「就職活動」と「転職活動」の違いって? 第二新卒が初めての転職で気をつけたい六つのポイント

就職活動をへて社会人になって数年。他にやりたい仕事が見つかったり、今の会社が合わないと感じたりと、転職を考え始める人もいるだろう。
そんな時、若手だからこそ使えるのが「第二新卒」枠だ。学生時代の就職活動と同じように、未経験でもチャレンジできる求人が多い。
ただし、第二新卒での職探しはあくまで転職活動。「新卒の就職活動」と「第二新卒の転職」の違いはどこにあるのだろう?
キャリアカウンセラーの水野順子さんにポイントを聞いた。

キャリアカウンセラー
水野順子さん
官公庁、企業人事、人材紹介会社勤務をへて、キャリアカウンセラーとして独立。こころとキャリアの専門家として、女性のキャリアデザイン、ダイバーシティ、女性の働き方を中心に幅広く活動中。今までに2万人以上のカウンセリングと、6万人以上への講演・研修によるキャリア支援実績がある
■HP
新卒と第二新卒の決定的な違いとは?
「第二新卒」はほとんどの場合、入社3年目以内の人を指します。中には第二新卒に限定した採用枠を設けている企業も。
第二新卒採用は人柄や潜在的な能力を重視したポテンシャル採用であり、その点は新卒採用と同じです。
入社後すぐの給与テーブルも新卒と同水準であることがほとんど。
ただし、基本的に第二新卒は社会経験がある前提での採用です。社会人としてのマナーや基礎的なPCスキルが身についていることを期待されるのが、新卒採用との大きな相違点となります。

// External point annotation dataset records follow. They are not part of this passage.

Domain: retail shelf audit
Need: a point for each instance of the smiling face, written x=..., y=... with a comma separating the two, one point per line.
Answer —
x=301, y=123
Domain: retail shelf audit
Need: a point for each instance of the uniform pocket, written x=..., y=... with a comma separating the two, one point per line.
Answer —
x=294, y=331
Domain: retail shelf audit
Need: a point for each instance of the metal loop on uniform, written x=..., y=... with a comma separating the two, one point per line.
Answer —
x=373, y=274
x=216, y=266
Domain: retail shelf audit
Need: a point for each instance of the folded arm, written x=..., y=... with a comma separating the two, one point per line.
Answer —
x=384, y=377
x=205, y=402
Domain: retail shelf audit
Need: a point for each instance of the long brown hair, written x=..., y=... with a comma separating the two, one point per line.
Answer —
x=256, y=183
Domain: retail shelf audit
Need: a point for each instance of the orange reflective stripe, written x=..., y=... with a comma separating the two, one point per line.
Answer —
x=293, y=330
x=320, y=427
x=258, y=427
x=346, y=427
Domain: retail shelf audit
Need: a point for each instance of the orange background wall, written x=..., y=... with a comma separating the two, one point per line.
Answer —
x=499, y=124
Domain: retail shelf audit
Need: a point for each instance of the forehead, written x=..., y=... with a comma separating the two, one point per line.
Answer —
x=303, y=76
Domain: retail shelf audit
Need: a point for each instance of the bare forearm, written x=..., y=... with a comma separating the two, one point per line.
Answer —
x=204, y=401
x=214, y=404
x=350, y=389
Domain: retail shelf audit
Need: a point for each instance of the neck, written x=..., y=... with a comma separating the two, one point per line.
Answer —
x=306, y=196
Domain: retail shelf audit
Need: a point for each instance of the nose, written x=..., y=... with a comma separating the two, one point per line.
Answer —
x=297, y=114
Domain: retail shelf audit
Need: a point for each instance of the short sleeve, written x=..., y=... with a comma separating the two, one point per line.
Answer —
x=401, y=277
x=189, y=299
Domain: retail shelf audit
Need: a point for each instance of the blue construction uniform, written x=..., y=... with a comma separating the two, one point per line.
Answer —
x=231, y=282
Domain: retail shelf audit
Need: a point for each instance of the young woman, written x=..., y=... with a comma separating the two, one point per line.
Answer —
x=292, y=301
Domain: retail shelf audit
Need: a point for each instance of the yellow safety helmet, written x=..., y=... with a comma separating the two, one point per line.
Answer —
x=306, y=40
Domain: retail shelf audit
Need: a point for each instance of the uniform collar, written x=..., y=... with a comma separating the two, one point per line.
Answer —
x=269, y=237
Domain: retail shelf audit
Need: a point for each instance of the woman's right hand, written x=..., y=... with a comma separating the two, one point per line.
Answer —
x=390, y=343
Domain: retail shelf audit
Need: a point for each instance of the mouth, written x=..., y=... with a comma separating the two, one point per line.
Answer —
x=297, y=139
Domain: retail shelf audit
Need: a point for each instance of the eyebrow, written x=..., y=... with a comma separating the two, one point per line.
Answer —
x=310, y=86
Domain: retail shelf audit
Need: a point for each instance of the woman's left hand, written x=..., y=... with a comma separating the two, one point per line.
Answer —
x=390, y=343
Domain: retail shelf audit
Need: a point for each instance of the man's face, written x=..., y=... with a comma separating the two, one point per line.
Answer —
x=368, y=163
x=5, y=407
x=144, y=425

なお、多くの場合、入社4年目以降は通常の「中途採用」として選考を受けることになり、即戦力が求められるようになります。給与や待遇面は経験やスキルによって異なりますし、募集職種の幅もグッと広がる。
ですので、社会人3年未満の人が転職を考える場合、第二新卒のうちに行動するか、もしくは現職でもう少しキャリアを積んだのち、通常の中途採用でチャレンジするか、自分の経験やスキルを踏まえて考えることをおすすめします。
さて、この前提を踏まえて、就職活動と転職活動の具体的な違いと注意点を、六つのポイントに分けてお伝えします。
違い1. 就活は「会社」選び、転職は「職種」選び
就活では事業内容や会社規模など、「どんな会社なのか」を重視して選ぶ人が多いです。
企業も総合職採用をしていますし、学生自身も働いたことがないため、まずは幅広い業界や企業を見て就職先を決めるのが一般的な流れだと思います。
一方の転職では、職種を絞ることが大切。短くても会社で働いた経験があるので、「これからどんな仕事がしたいか」というイメージが持てるはずです。
それが分からなかったとしても、少なくとも「現職を辞める理由」がありますよね。それを払拭できる職種や会社であることを、次の仕事選びの軸にしましょう。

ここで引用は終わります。